There is a strange preconceived notion that folks with mental illnesses are somehow unlovable, that caring for a mentally ill partner, family member, or friend is somehow a burden. This stigma is perpetuated in television and film where the “real” hero is the partner who doesn’t abandon their ill spouse, who falls in love with a sick character, or the family that loves a member “despite” their illness. The real burden is that patients have to expect limited support from those around them, that they should somehow suffer in silence and have superhuman cheer in the face of chronic pain.

But while this has certainly been true of some of my experience as a patient, I’ve also found tremendous tenderness from those within the mental illness community. As you mention, I’m lucky enough to have a wonderfully supportive partner, whose care comes without conditions, and whose own experience with bipolar disorder means my mental illness is never questioned or judged. Making my way through the world with a mentally ill partner, but also with many friends and family members with mental illness is a comfort — I don’t have to justify my experiences; I feel no shame or pressure. Though the world tries to convince mentally ill folks that we are unlovable, our rich community reminds me time and again we are deserving of love, nurturing, and support, and that these have nothing to do with illness.

How do you get yourself to write when you don’t feel like it?

The same thing I tell my students, which is “butt in chair.” The writing is not going to accomplish itself, and I find that even writing fueled by a caffeine-induced rush of inspiration needs the same care and revision as writing that comes at a glacial pace. Writing is a practice just as it is an art, and so I try to practice as often as I can, which isn’t as often as I’d like. It can be hard to write with mental illness and the host of physical pain symptoms that anxiety, OCD, and PTSD present, so my practice is also about caring for other aspects of my life so that I can be well enough to write. I also try to have patience, as we all should, when I am not well enough to write. I know I will write again when I am able and this keeps me going. And I cannot say enough for reading — a dedicated writer is a dedicated reader — for in addition to helping my craft, reading sustains me when I don’t feel well.

You’re a prolific reader. What books have made a lasting impression on who you are as a writer or a person?

Oh, goodness! I always feel I haven’t read nearly enough. Books have the most powerful impact on me when I engage with active voices in the publishing world. For the last year or so I’ve mostly read poetry because there have been so many utterly fantastic collections released by writers like Erika Sanchez, Danez Smith, Jennifer Chang, Javier Zamora, Lynn Melnick, Chen Chen, Ariel Francisco, Hieu Minh Nguyen, and Steven Sanchez. The power and timeliness of these collections helps us as humans moving through a cruel and calculated moment in history, but also reminds us of the real-world impact of poetry.

What’s your favorite television series or movie?

Battlestar Galactica and The Golden Girls, both of which I’ve seen a dozen times or more start to finish, and which comfort and surprise me each time.

Tell me one thing that you’re preoccupied with right now that isn’t writing-related. (I mean, not directly — I know anything could be writing-related if you end up writing about it …)

I have a fairly obsessive personality (this comes with the OCD territory!), so I love to immerse myself in new research or food or music — I admit, without shame, that I wrote most of Quite Mad while listening to Cher’s complete discography on repeat. For the last eight months, I’ve been fascinated by vegan cooking, and I’m waiting for the next thing to geek out on.

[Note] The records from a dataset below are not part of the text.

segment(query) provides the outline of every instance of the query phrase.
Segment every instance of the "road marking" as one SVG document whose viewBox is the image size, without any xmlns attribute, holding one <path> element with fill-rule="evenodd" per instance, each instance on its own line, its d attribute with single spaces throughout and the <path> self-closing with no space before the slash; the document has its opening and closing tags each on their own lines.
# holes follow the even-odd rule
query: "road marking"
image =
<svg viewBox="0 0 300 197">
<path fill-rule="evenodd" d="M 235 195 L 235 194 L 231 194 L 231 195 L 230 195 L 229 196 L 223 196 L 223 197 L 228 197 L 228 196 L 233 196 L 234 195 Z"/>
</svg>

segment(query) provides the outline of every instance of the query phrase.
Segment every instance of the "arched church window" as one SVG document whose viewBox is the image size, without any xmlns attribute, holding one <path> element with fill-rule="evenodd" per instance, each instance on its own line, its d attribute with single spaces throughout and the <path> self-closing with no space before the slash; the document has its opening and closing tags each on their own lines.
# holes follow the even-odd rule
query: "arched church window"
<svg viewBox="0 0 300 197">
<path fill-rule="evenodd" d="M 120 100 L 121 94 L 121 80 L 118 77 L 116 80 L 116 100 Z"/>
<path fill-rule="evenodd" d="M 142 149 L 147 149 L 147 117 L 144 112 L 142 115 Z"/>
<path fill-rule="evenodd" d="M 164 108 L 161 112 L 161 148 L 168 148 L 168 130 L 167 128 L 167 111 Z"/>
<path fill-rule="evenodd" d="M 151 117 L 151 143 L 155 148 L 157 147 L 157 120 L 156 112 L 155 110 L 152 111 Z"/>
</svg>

ELIZABETH SCHULTE MARTIN is the author of the novel Everything You Came to See, and her short fiction has appeared in New England Review, Hot Metal Bridge, and Witness. She teaches at IUPUI in Indianapolis, where she lives with her husband and son.
SARAH FAWN MONTGOMERY is the author of Quite Mad: An American Pharma Memoir, and the poetry chapbooks Regenerate: Poems from Mad Women, Leaving Tracks: A Prairie Guide, and The Astronaut Checks His Watch. She has been Prairie Schooner’s Nonfiction Editor since 2011 and is Assistant Professor at Bridgewater State University.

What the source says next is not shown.